My last post on Machine Quilting Ideas introduced the concept of “Divide and Conquer”, where multiple different quilting motifs are used on a quilt. Each motif is designed to fill an area defined by the pieces of the top: blocks, borders, sashing, etc. Today I want to show you a variation of that with Twisted Trellis:
This is a contemporary design where the blocks are not strictly defined. Instead, this design seems to be made up of “paths”. As I watched this quilt take shape on my design wall, I knew that I wanted a quilting design that was divided into those paths. And of course, a zigzag path seemed perfect for a long line of feathers:
I love doing feathers! They are easy to do without marking, and I wanted some curvy lines to balance out all of these sharp edges in the piecing. If you haven’t tried feathers yet, jump in and give them a try. I consider them a must-have for your machine quilting bag of tricks.
For the dark blue and light yellow lines that twist around each other, I thought that straight quilting lines would help to accentuate that feature:
I decided that I would try doing ruler work – using a 1/4″ thick acrylic ruler like the longarmers use. However, this was done on my HQ16 sit-down machine, so doing ruler work requires moving the ruler along with the quilt as you stitch. I’ve heard that many quilters do this very well, but I did not have the patience to master that skill. So I decided to try free-handing some straight lines, watching my presser foot in relation to the edge of the piecing, and I was able to do much better than expected. It was achievable because they are relatively short lines, and I made multiple lines, giving your eye more to look at so you won’t notice how imperfect they are! I had to start practicing that skill somewhere, and this project was on a deadline, so the practice piece was my final project!
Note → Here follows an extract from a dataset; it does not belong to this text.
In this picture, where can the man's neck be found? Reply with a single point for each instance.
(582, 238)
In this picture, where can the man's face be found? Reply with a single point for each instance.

I filled in the small green square with a simple flower. If I could do this over again, I would have made more petals, or echoed the existing petals. I always come up with better ideas after it’s done! Rather than be dismayed over what I should have done, I try to look at it as a learning opportunity, and I will benefit from that experience for the next project.
So, this “Divide and Conquer” project was not separated by blocks and sashing, but instead was used to support the overall graphic design of the quilt. I hope that this approach will help you in finishing off some of your quilt projects!